RandomSec/OpenRefine/docs/versioned_docs/version-3.5/manual/wikibase/advanced-schemas.md
2022-01-04 16:31:32 +01:00

3.5 KiB

Sometimes your data is not as simple as a normal table, or the sort of statements that you want to do varies on each row. This document explains how to work around these cases.

Hierarchical data

Sometimes your source provides data in a structured format, such as XML, JSON or RDF. OpenRefine can import these files and will convert them to tables. These tables will reflect some of the hierarchy in the file by means of null cells, using the records mode.

The Wikibase extension always works in rows mode, so if we want to add statements which reference both the artist and the song, we need to fill the null cells with the corresponding artist. You can do this with the Fill down operation (in the Edit cells menu for this column). This function will copy not just cell values but also reconciliation results.

Conditional additions

Sometimes you want to add a statement only in some conditions.

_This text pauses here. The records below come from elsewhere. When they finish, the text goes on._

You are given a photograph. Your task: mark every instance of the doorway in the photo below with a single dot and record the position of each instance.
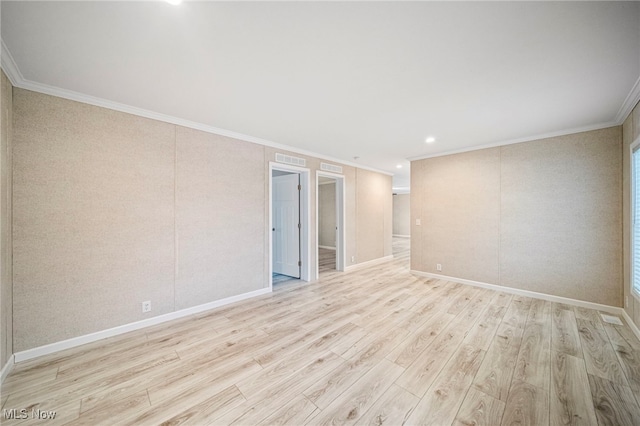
(288, 223)
(330, 219)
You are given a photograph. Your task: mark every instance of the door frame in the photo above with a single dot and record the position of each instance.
(340, 220)
(305, 219)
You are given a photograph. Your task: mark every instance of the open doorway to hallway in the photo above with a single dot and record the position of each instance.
(288, 223)
(330, 222)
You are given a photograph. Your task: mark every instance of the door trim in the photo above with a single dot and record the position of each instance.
(305, 219)
(340, 220)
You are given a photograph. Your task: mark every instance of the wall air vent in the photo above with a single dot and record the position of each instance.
(330, 168)
(288, 159)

The workflow to achieve this looks like this:

  • Use facets to select the rows where you do not want to add any information;
  • Blank out the cells in the column that contain the information you want to add. If you do not want to lose this information, you can create a copy of the column beforehand;
  • Remove your facets to see all rows again;
  • Create a schema using the column you partially blanked out as statement value.

Varying properties

Sometimes you wish you could use column variables for properties in your schema. It is currently not possible, first because we do not have a reconciliation service for properties yet, but also because allowing varying properties in a statement would mean that these properties could potentially have different datatypes, which would break the structure of the schema.

If you only want to use a few properties, there is a way to go around this problem. For instance, say you have a first column of altitudes and a second column that indicates whether you should add it as operating altitude (P2254) or as elevation above sea level (P2044).

Create a text facet on the first column. Filter to keep only the altitude values. Add a new column based on the second column, by keeping the default expression (value) which just copies the existing values. Then, select the maximum operating altitude value in the facet and do the same. Reset the facet, you should have obtained two new columns which partition the original column. You can now create a schema which adds two statements, with values taken from those columns. Since blank values are ignored, exactly one statement will be added for each item, with the desired property.

Adapting to existing data on Wikibase

Sometimes you want to create statements only if there are no such statements on the item yet. Here is one way to achieve this:

  • first, retrieve the existing values from Wikidata first, using the Edit columnsAdd columns from reconciled values action;
  • second, create a facet by null on the newly created column that contains the information you want to control against;
  • select the non-null rows (value false);
  • clear the contents of the column where your source values are (Edit cellsCommon transformationsTo null).

You can now construct your schema as usual - null values will be ignored when generating the statements.